Jobs are waiting too long for a runner to come online. #3704

julien-michaud · 2024-08-12T14:18:03Z

Checks

I've already read https://docs.github.com/en/actions/hosting-your-own-runners/managing-self-hosted-runners-with-actions-runner-controller/troubleshooting-actions-runner-controller-errors and I'm sure my issue is not covered in the troubleshooting guide.
I am using charts that are officially provided

Controller Version

0.9.3

Deployment Method

ArgoCD

Checks

This isn't a question or user support case (For Q&A and community support, go to Discussions).
I've read the Changelog before submitting this issue and I'm sure it's not due to any recently-introduced backward-incompatible changes

To Reproduce

- install the controller
- start a job

Describe the bug

Some jobs are waiting from 30 seconds to more than 90 seconds to be scheduled on a runner.

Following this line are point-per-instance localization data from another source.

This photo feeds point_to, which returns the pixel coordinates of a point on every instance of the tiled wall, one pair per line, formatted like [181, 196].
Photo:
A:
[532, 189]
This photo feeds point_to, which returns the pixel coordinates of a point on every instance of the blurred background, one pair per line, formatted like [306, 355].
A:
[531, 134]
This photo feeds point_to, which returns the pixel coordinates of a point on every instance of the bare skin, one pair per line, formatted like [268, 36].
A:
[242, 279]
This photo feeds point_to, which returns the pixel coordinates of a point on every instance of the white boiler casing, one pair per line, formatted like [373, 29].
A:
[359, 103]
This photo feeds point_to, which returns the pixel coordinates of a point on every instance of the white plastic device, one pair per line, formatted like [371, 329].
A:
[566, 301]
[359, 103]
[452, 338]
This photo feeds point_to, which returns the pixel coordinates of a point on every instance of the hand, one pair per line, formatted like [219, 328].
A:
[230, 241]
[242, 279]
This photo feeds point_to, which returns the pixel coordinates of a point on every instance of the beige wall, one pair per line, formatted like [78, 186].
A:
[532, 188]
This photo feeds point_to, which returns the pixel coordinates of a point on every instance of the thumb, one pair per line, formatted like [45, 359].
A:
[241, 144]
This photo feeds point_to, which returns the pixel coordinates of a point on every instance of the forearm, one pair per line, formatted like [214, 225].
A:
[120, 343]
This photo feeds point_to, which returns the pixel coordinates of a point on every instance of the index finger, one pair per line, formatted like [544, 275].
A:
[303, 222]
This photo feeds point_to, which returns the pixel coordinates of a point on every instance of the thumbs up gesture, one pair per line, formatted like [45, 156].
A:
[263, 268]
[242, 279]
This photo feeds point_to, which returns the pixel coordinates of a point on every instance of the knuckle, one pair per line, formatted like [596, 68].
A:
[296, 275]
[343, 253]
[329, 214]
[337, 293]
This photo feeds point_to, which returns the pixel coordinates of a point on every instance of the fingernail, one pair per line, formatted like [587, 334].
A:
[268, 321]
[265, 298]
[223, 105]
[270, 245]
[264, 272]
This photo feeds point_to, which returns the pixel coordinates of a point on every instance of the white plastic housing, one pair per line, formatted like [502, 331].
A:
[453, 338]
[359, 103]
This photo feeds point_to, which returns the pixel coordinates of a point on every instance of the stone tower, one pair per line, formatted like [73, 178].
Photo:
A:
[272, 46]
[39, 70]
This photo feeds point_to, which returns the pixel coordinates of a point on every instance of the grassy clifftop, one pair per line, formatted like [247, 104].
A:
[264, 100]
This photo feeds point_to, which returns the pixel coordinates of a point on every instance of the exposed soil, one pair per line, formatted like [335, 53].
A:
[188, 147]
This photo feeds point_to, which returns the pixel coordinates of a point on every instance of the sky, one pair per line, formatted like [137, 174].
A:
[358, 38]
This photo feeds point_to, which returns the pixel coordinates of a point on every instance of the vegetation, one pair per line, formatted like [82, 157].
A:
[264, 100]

Describe the expected behavior

Jobs should not have to wait that long in my opinion

Additional Context

---
podLabels:
  finops.company.net/stage: prod
  finops.company.net/service_class: live
  finops.company.net/cluster: gke-live-labs-europe-west1

bufferReserveResourcesCronJob:
  create: true

gha-runner-scale-set-controller:
  resources:
    limits:
      memory: 300Mi
    requests:
      cpu: 100m
      memory: 300Mi
  flags:
    logFormat: "json"
  podLabels:
    finops.company.net/stage: prod
    finops.company.net/service_class: live
    finops.company.net/cluster: gke-live-labs-europe-west1
  podAnnotations:
    logs.company.com/datadog_source: "gha-runner-scale-set"

gha-runner-scale-set:
  runnerScaleSetName: "company-hosted"
  maxRunners: 200
  listenerTemplate:
    metadata:
      labels:
        finops.company.net/stage: prod
        finops.company.net/service_class: live
        finops.company.net/cluster: gke-live-labs-europe-west1
      annotations:
        logs.company.com/datadog_source: "gha-runner-scale-set"
        ad.datadoghq.com/listener.checks: |
          {
            "openmetrics": {
              "instances": [
                {
                  "openmetrics_endpoint": "http://%%host%%:8080/metrics",
                  "histogram_buckets_as_distributions": true,
                  "namespace": "actions-runner-system",
                  "metrics": [".*"],
                  "max_returned_metrics": 12000
                }
              ]
            }
          }
  template:
    metadata:
      labels:
        finops.company.net/stage: prod
        finops.company.net/service_class: live
        finops.company.net/cluster: gke-live-labs-europe-west1
      annotations:
        logs.company.com/datadog_source: "gha-runner-scale-set"
    spec:
      affinity:
        nodeAffinity:
          requiredDuringSchedulingIgnoredDuringExecution:
            nodeSelectorTerms:
            - matchExpressions:
              - key: node_pool
                operator: In
                values:
                - github-actions
      tolerations:
        - key: "github-actions"
          operator: "Equal"
          value: "true"
          effect: "NoSchedule"
      topologySpreadConstraints:
        - maxSkew: 1
          topologyKey: kubernetes.io/hostname
          whenUnsatisfiable: ScheduleAnyway
          labelSelector:
            matchLabels:
              app.kubernetes.io/component: runner
      containers:
        - name: runner
          image: europe-docker.pkg.dev/platform-replace/company-prod/devex/gha-runners:v0.1.13
          command: ["/home/runner/run.sh"]
          resources:
            requests:
              cpu: 4
  controllerServiceAccount:
    namespace: actions-runner-system
    name: actions-runner-controller-gha-rs-controller

Controller Logs

https://gist.github.com/julien-michaud/585574678b5804eafdf30c913030543e

listener logs:
https://gist.github.com/julien-michaud/27c8025ea0117243f0a85dde1e31bf9f

Runner Pod Logs

https://gist.github.com/julien-michaud/bd3a618f5e8e1d1de1dbb688619563a6

gwynforthewyn · 2024-08-16T14:43:57Z

I was having a similar issue, though not quite as bad. The helm chart accepts a parameter "minRunners" you can set to have warm runners available to service jobs immediately. For my architecture, setting it to 1 for a small team and 2 for a big team has proven sufficient.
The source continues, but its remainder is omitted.